Con la celebración del Miércoles de Ceniza el pasado 02 de marzo entramos en lo que se denomina en la Iglesia Católica como el tiempo litúrgico de la Cuaresma, constituido por los 40 días que permiten a los fieles cristianos católicos prepararse para la celebración del Misterio Pascual de Cristo, que constituye el “corazón del Año Litúrgico”.
El ser humano es “homo viator” (es un transeúnte, caminante). En efecto, ninguna persona es permanente ya que el ciclo de nuestra vida tiene un principio y un final. Es la mera realidad.
Cuando viene un nuevo miembro a la familia, enseguida todos sus miembros comienzan a soñar en su futuro: será ingeniero, será maestra, etc. es decir, que de alguna manera toda vida está signada por lo que “está por delante”, por su advenir. Es propio del ser humano soñar, hacer proyectos, lanzarse con su imaginación, hacia lo que él quisiera que viniese, que ocurriese.
En lo hondo de la vida humana existe también una realidad que le hace desviarse, que le hace torcer el camino. Se deja guiar hacia lo que está “atrás”, le hace retroceder, no le permite desplegar todas sus potencialidades, le hace fallar los objetivos de la vida. Hace que se “divida”. Es el pecado.

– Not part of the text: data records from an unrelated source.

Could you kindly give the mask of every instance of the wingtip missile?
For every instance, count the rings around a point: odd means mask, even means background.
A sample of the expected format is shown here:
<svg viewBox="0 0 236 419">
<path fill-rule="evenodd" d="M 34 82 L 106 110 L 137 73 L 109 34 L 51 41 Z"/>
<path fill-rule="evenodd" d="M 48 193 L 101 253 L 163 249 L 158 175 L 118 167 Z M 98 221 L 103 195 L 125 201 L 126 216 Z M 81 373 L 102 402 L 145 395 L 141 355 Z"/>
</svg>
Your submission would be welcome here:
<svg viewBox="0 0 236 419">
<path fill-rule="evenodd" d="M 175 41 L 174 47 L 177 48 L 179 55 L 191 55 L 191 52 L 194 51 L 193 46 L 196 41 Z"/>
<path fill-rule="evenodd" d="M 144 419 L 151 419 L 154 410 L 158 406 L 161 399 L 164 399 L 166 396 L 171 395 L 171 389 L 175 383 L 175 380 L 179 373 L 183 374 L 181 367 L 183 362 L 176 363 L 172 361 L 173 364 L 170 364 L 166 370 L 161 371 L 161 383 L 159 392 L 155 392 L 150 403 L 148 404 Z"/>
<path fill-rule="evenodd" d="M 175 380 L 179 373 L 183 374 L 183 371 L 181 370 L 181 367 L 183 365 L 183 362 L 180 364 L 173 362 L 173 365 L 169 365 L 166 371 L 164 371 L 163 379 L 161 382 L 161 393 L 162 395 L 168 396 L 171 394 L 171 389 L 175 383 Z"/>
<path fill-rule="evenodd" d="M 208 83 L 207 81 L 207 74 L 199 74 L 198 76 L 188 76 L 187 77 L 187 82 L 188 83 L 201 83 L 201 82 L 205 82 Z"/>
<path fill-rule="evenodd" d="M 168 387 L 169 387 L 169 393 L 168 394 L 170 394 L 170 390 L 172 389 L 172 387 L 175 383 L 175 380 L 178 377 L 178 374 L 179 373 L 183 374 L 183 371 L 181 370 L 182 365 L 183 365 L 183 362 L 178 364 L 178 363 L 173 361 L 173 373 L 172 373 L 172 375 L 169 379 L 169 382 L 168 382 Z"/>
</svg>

En el tiempo de la Cuaresma, la Iglesia quiere ofrecer algunas herramientas para que el sujeto procure enderezar su existencia, reafirme su firme propósito con su futuro, afiance su opción fundamental, deje el lastre que le “entierra” en todos los sentidos, que no le permite avanzar. La Cuaresma es el tiempo más propicio para suplicarle al Señor Jesús que ponga en los ojos “dos gotas frescas de fe” para contemplar con mirada nueva lo que El espera que nosotros seamos.
En la Biblia, cuarenta equivale a un momento de prueba, de purificación, de adiestramiento para poder responder a la llamada de Dios. Cuarenta días duró el diluvio universal para purificar a la humanidad, (léase. Gen. 8,6); los años de la marcha del pueblo de Israel antes de entrar a la tierra prometida (léase Dt. 2,7); los días de los exploradores enviados por Moisés (léase Num. 13,25); los días de estancia de Moisés en el monte Sinaí (léase Ex. 34,29), y de Elías en el monte Horeb (léase 1 Reyes 19,8), los de los habitantes de Nínive para que se convirtieran (léase Jon. 3,1), los del retiro de Jesús en el desierto (léase Lc. 4, 2).
En estos textos podemos observar que se expresa un momento fundamental para los personajes: sin relación con el Creador todo se desvanece; un momento crucial de elección de cada persona; de escoger entre la vida con Dios Vivo o permanecer en la relación con los “ídolos de la muerte”. Dios es el futuro del hombre.
Durante el tiempo cuaresmal, el discípulo pone a prueba la llamada de Dios, su vocación, de cara a un compromiso de renovación o de decisión para emprender una tarea definitiva.
Es un momento de conocimiento profundo del propio proyecto de vida, de aprender a distinguir de “lo que es” de “lo que no es”, “lo que vale” de “lo que no vale”. Es tensión entre dos opciones: la egoísta e individualista (la autorreferencialidad, el endiosamiento propio) o la del esfuerzo y el servicio (la edificación del Reino de Dios).
La comunidad eclesial católica en la Cuaresma de 2022 está inmersa en el camino sinodal, en la búsqueda de responder mejor al proyecto del Señor Jesús, que “quiere que todos los hombres se salven y lleguen al conocimiento de su verdad”; el camino sinodal nos llevará a desear una renovación para ser cada vez más y mejor “Sacramento Universal de salvación” para todos los hombres y mujeres.
Hermano, hermana, busquemos a Cristo Jesús con todo el corazón, con toda la mente, con todas las fuerzas. Es el mejor servicio para la construcción de una sociedad justa, humana y fraterna. Una sociedad con futuro.